Czech cabinet hoping to push through "two-way transfer of power" in EU constitution negotiations

Photo: European Commission

Mirek Topolanek's Civic Democrat-led government has been one of the biggest critics of the proposed European Constitution treaty. The government claims that smaller countries like the Czech Republic will lose decision-making power under the treaty's new voting system. Since Prague's chances of pushing through an amendment are minimal, the Czech cabinet has now come up with a proposal that would give member states the right to veto certain decisions made in Brussels.

Jiri Sedivy,  photo: CTK
Instead of an attempt to change the proposed voting system, the Czech government now hopes to push through an entirely new clause in EU constitution negotiations that would give state governments the right to overrule certain EU regulations. This, the Czech cabinet says, would protect states from European legislation that they feel threatens their sovereignty.
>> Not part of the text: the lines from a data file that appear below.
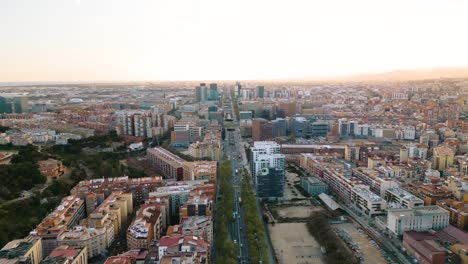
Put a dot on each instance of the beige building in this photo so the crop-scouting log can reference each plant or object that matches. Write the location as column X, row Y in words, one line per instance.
column 210, row 147
column 67, row 255
column 64, row 217
column 97, row 232
column 442, row 158
column 200, row 170
column 28, row 250
column 50, row 168
column 116, row 207
column 96, row 240
column 145, row 228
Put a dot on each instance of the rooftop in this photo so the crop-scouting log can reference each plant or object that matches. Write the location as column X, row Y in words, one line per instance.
column 17, row 248
column 404, row 194
column 367, row 194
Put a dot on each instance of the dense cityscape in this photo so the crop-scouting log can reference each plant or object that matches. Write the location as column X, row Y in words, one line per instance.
column 235, row 172
column 233, row 132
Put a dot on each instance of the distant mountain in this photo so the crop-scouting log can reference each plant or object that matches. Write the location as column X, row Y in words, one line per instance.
column 407, row 75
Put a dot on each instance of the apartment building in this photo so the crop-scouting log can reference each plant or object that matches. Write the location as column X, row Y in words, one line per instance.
column 67, row 255
column 200, row 170
column 145, row 228
column 210, row 147
column 399, row 198
column 313, row 186
column 421, row 218
column 139, row 187
column 196, row 206
column 26, row 250
column 199, row 226
column 116, row 207
column 268, row 169
column 179, row 243
column 96, row 240
column 168, row 164
column 442, row 158
column 367, row 202
column 376, row 180
column 64, row 217
column 423, row 247
column 458, row 211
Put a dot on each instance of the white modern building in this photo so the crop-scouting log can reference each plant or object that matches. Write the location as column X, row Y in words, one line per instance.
column 399, row 198
column 368, row 202
column 268, row 166
column 421, row 218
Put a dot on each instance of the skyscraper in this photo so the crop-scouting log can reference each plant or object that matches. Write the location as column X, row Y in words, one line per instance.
column 268, row 166
column 13, row 103
column 260, row 91
column 213, row 92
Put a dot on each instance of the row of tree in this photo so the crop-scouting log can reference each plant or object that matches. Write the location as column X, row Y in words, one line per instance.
column 224, row 246
column 255, row 233
column 336, row 251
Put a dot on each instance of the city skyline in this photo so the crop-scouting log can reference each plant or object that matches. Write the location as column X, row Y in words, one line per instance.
column 74, row 41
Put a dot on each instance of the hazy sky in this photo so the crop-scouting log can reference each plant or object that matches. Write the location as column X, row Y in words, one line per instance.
column 92, row 40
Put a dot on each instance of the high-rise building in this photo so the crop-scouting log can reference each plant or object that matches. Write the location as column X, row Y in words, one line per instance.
column 443, row 157
column 135, row 123
column 260, row 91
column 197, row 94
column 262, row 129
column 213, row 92
column 268, row 167
column 13, row 103
column 279, row 127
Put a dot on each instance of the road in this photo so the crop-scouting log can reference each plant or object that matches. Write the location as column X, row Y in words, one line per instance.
column 234, row 148
column 233, row 151
column 377, row 236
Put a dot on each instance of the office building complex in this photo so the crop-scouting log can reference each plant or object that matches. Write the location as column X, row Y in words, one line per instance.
column 368, row 202
column 268, row 169
column 421, row 218
column 443, row 157
column 313, row 186
column 13, row 103
column 168, row 164
column 399, row 198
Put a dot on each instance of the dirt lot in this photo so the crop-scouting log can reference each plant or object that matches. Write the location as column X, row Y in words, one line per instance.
column 371, row 254
column 293, row 244
column 296, row 211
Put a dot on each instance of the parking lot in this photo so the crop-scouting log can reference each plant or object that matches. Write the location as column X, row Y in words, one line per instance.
column 371, row 252
column 293, row 244
column 296, row 211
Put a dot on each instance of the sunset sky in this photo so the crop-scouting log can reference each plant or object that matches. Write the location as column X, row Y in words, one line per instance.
column 113, row 40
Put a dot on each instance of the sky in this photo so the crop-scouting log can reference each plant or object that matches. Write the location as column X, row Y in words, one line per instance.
column 116, row 40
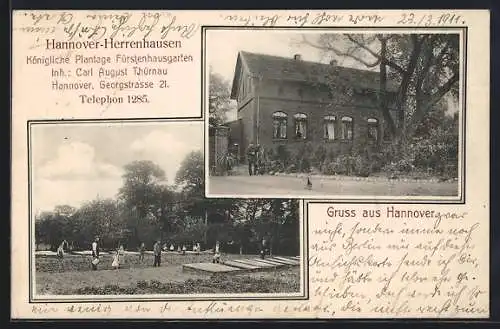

Deputy Minister for European Affairs, Jiri Sedivy:

"We see the definition of shared competences and the definition of competences in the draft constitutional treaty as a very positive step forward and a basis for further debate but we would like to see fewer ambiguities in that area, especially in the shared competences. We would also like to suggest that the possible further transfer of powers in the area of shared competences should not only be a one-way process, which means from the level of nation states to the level of the European Union. We would like to open the possibility, according to the subsidiary principle, to initiate a transfer of the exercise of a certain competence back to the member state level if and when the exercise of competence at the union level proves to be ineffective."

Although the Czech government has been reluctant to reveal in what areas the two-way transfer of power should be implemented, it has in the past expressed reservations about Brussels' control over the justice system. The cabinet opposes plans, for example, for the cross-border sharing of evidence in criminal proceedings.

Photo: European Commission
It also criticises a clause that gives police units on foreign territory full rights. Prague has also expressed the need to veto some joint EU laws in the areas of consumer protection, the environment, and social policy. Jiri Sedivy is confident that the proposed two-way transfer of power will be included in the final version of a new draft EU Constitution treaty.

"I see quite high chances for that as this is actually already in a way implicitly hinted at in the text of the draft constitutional treaty, especially in the article related to the area of shared competences. We have support from several countries but we are not going to speak about who likes the proposal or who doesn't because we are just in the middle of the final round of consultations with the German presidency so we don't want to explore on that any more."